All three reports also said they couldn’t fully address their charge of evaluating the demand for and impact of these projects because of the early planning stage and limited data analysis.

“The reports have been less than exuberant,” Polsky said. Also, residents of the counties the toll roads would go through have expressed concern about a new highway or a buildup of the existing highways would harm local businesses and the rural character of their communities.

“What you’re taking from us is generations of a lifestyle and way of making a living,” said Scott Osteen, a farmer from Bronson whose family has been in agriculture for generations. “What you are giving back is nothing.”

Levy County Commissioner Lilly Rooks said she could find only one person in her community who is in favor of the toll roads.

“People of my community are so upset about this and what it’s going to do to the agricultural industry, the farmers, the ranchers, the timber industry, and the peanut farmers,” she said. “When you come to Levy County, it’s a different world.”

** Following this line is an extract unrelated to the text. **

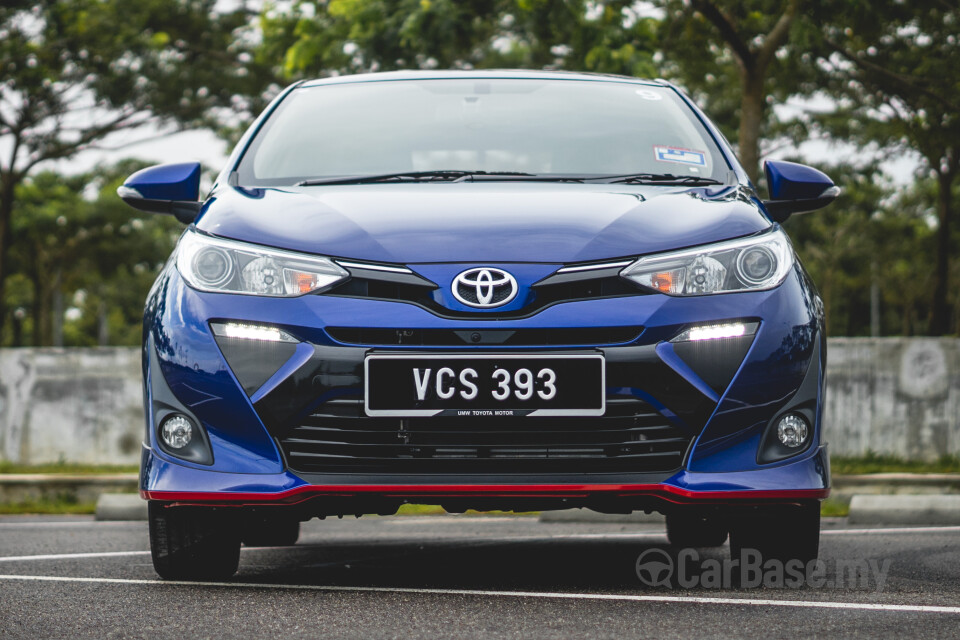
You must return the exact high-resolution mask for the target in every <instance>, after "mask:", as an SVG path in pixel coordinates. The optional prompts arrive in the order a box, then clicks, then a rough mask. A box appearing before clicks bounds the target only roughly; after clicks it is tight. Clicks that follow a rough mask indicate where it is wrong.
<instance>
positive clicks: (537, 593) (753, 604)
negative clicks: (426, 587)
mask: <svg viewBox="0 0 960 640" xmlns="http://www.w3.org/2000/svg"><path fill="white" fill-rule="evenodd" d="M2 580H9V581H14V580H19V581H35V582H78V583H93V584H127V585H147V586H155V587H158V586H159V587H162V586H182V587H221V588H233V589H284V590H296V591H328V592H355V593H404V594H417V595H454V596H479V597H490V598H534V599H543V600H593V601H614V602H662V603H672V604H704V605H711V604H712V605H734V606H740V607H743V606H750V607H791V608H802V609H842V610H851V611H891V612H897V613H945V614H958V615H960V607H944V606H934V605H909V604H884V603H873V602H832V601H823V602H818V601H816V600H770V599H761V598H708V597H702V596H654V595H631V594H614V593H564V592H559V593H552V592H540V591H484V590H475V589H430V588H414V587H361V586H340V585H313V584H270V583H258V582H190V581H186V580H137V579H131V578H75V577H67V576H27V575H0V581H2Z"/></svg>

All three task forces also urged state Department of Transportation planners to keep a “no build” option on the table as they go forward with the next stage of planning, expected to begin in January.

The next step will be to conduct alternate corridor evaluations to find the best possible route within each corridor and determine if there is a demonstrated need for them and if they are economically viable, DOT Secretary Kevin Thibault has said.

Thibault said the “no build” option would in fact remain on the table.